Neredeyse üç yüzyıl daha sürmüş olsa da, sonraki tarihinin büyük bir kısmı iç çekişmeler, savaşlar ve kültürel çöküşün gölgesinde kalmış, bazı anlarda dikkate değer liderler tarafından yeniden canlandırılmıştır. Bu durum, kendi hayatına dair anlatılanlarla birlikte, Commodus'un neden bu kadar küçümseme ve eleştiriyle anıldığını açıklamaya yardımcı olmaktadır.

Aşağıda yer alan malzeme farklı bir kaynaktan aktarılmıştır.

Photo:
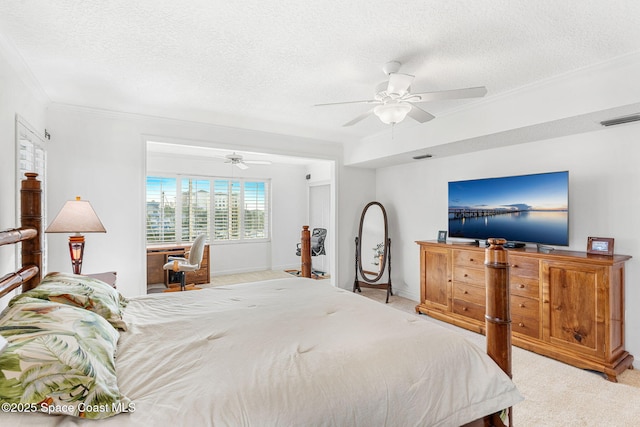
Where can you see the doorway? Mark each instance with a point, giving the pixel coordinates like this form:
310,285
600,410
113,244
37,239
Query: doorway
320,217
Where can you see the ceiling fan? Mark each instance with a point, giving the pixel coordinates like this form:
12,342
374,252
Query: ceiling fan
394,101
238,160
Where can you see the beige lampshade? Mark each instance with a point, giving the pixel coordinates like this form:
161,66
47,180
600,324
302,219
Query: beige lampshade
76,216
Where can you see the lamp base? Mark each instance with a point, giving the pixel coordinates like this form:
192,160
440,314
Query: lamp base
76,250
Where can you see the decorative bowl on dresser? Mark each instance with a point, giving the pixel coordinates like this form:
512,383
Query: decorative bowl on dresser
566,305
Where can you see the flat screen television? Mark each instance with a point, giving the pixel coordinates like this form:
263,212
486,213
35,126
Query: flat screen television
522,209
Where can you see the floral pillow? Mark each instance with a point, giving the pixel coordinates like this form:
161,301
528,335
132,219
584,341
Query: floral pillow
59,360
80,291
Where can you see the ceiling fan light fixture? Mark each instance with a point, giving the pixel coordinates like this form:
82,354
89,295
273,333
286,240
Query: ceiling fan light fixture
392,112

Bu nedenle, Joaquin Phoenix ve film ekibi Gladyatör Kuşkusuz bu kötü şöhretli imparatoru tasvir ederken bol miktarda "sanatsal lisans" kullanmışlardır, ancak gerçek Commodus'un hatırlandığı rezilliği ve megalomaniyi çok başarılı bir şekilde yakalamış ve yeniden hayal etmişlerdir.




James Miller
James Miller
James Miller, insanlık tarihinin uçsuz bucaksız dokusunu keşfetme tutkusuna sahip, beğenilen bir tarihçi ve yazardır. Prestijli bir üniversitenin Tarih bölümünden mezun olan James, kariyerinin büyük bölümünü geçmişin yıllıklarını araştırarak, dünyamızı şekillendiren hikayeleri hevesle ortaya çıkararak geçirdi.Doyumsuz merakı ve farklı kültürlere olan derin takdiri, onu dünyanın dört bir yanındaki sayısız arkeolojik alana, antik kalıntılara ve kütüphanelere götürdü. Titiz araştırmayı büyüleyici bir yazı stiliyle birleştiren James, okuyucuları zamanda taşıma konusunda benzersiz bir yeteneğe sahip.James'in blogu The History of the World, uygarlıkların büyük anlatılarından tarihte iz bırakmış bireylerin anlatılmamış hikayelerine kadar çok çeşitli konulardaki uzmanlığını sergiliyor. Blogu, tarih meraklıları için kendilerini savaşların, devrimlerin, bilimsel keşiflerin ve kültürel devrimlerin heyecan verici anlatımlarına kaptırabilecekleri sanal bir merkez görevi görüyor.James, blogunun yanı sıra, Medeniyetlerden İmparatorluklara: Kadim Güçlerin Yükselişi ve Düşüşünü Ortaya Çıkarma ve Bilinmeyen Kahramanlar: Tarihi Değiştiren Unutulmuş Figürler de dahil olmak üzere birçok beğenilen kitap yazmıştır. İlgi çekici ve erişilebilir bir yazı stiliyle, her geçmişten ve yaştan okuyucu için tarihi başarıyla hayata geçirdi.James'in tarihe olan tutkusu yazılı olanın ötesine geçiyorkelime. Araştırmalarını paylaştığı ve tarihçi arkadaşlarıyla düşündürücü tartışmalara girdiği akademik konferanslara düzenli olarak katılıyor. Uzmanlığıyla tanınan James, ayrıca çeşitli podcast'lerde ve radyo programlarında konuk konuşmacı olarak yer aldı ve konuya olan sevgisini daha da artırdı.James, tarihsel araştırmalarına dalmadığı zamanlarda sanat galerilerini keşfederken, pitoresk manzaralarda yürüyüş yaparken veya dünyanın farklı köşelerinden lezzetlerin tadını çıkarırken bulunabilir. Dünyamızın tarihini anlamanın günümüzü zenginleştirdiğine inanıyor ve büyüleyici blogu aracılığıyla başkalarında da aynı merakı ve takdiri ateşlemeye çalışıyor.